9.7 Fitting logistic regression models with finalfit

Our preference in model fitting is now to use our own finalfit package. It gets us to our results quicker and more easily, and produces our final model tables which go directly into manuscripts for publication (we hope).

The approach is the same as in linear regression.
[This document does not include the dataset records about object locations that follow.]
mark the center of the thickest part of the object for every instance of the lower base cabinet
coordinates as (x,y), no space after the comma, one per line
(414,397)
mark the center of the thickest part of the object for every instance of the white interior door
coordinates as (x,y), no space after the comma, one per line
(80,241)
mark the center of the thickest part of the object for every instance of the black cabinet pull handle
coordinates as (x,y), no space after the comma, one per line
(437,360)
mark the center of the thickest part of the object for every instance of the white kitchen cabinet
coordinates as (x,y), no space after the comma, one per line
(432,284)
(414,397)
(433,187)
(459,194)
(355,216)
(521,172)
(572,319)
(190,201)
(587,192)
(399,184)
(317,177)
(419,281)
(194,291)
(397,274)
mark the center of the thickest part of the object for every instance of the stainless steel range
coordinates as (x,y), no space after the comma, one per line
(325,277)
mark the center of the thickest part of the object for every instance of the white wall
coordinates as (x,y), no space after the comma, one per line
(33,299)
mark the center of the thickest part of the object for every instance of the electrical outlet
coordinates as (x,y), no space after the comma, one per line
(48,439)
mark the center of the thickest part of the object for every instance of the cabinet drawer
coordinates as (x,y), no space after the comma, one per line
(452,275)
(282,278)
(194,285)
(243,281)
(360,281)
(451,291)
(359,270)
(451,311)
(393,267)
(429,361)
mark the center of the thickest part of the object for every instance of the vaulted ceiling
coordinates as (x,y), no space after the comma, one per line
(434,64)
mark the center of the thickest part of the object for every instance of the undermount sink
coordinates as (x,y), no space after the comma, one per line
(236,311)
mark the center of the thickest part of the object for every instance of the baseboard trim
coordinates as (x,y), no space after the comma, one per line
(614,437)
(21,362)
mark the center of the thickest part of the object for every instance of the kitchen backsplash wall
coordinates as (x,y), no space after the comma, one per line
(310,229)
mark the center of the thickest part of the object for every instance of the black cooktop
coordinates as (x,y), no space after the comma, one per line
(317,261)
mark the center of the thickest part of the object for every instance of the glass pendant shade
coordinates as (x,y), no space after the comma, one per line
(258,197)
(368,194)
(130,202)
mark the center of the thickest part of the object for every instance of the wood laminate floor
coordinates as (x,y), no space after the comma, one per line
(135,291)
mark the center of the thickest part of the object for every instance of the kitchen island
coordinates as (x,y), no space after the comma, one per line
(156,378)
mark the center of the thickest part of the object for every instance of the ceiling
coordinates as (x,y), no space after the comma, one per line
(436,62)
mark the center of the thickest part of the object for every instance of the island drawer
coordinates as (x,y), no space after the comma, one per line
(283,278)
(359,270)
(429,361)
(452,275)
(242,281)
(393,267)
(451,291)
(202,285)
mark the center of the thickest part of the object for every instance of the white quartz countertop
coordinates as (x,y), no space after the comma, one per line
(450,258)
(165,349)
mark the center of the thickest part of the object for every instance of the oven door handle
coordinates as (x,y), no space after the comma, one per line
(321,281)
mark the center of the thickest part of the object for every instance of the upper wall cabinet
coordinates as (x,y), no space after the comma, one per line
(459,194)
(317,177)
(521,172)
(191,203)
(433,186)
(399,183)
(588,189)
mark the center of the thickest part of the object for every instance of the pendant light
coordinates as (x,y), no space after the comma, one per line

If the outcome variable is correctly specified as a factor, the finalfit() function will run a logistic regression model directly.

library(finalfit)
dependent <- "mort_5yr"
explanatory <- "ulcer.factor"
melanoma %>% 
  finalfit(dependent, explanatory, metrics = TRUE)
TABLE 9.2: Univariable logistic regression: 5-year survival from malignant melanoma by tumour ulceration (fit 1).
Dependent: 5-year survival No Yes OR (univariable) OR (multivariable)
Ulcerated tumour Absent 105 (91.3) 10 (8.7)
Present 55 (61.1) 35 (38.9) 6.68 (3.18-15.18, p<0.001) 6.68 (3.18-15.18, p<0.001)
TABLE 9.2: Model metrics: 5-year survival from malignant melanoma by tumour ulceration (fit 1).
Number in dataframe = 205, Number in model = 205, Missing = 0, AIC = 192.2, C-statistic = 0.717, H&L = Chi-sq(8) 0.00 (p=1.000)

9.7.1 Criterion-based model fitting

Passing metrics = TRUE to finalfit() gives us a useful list of model fitting parameters.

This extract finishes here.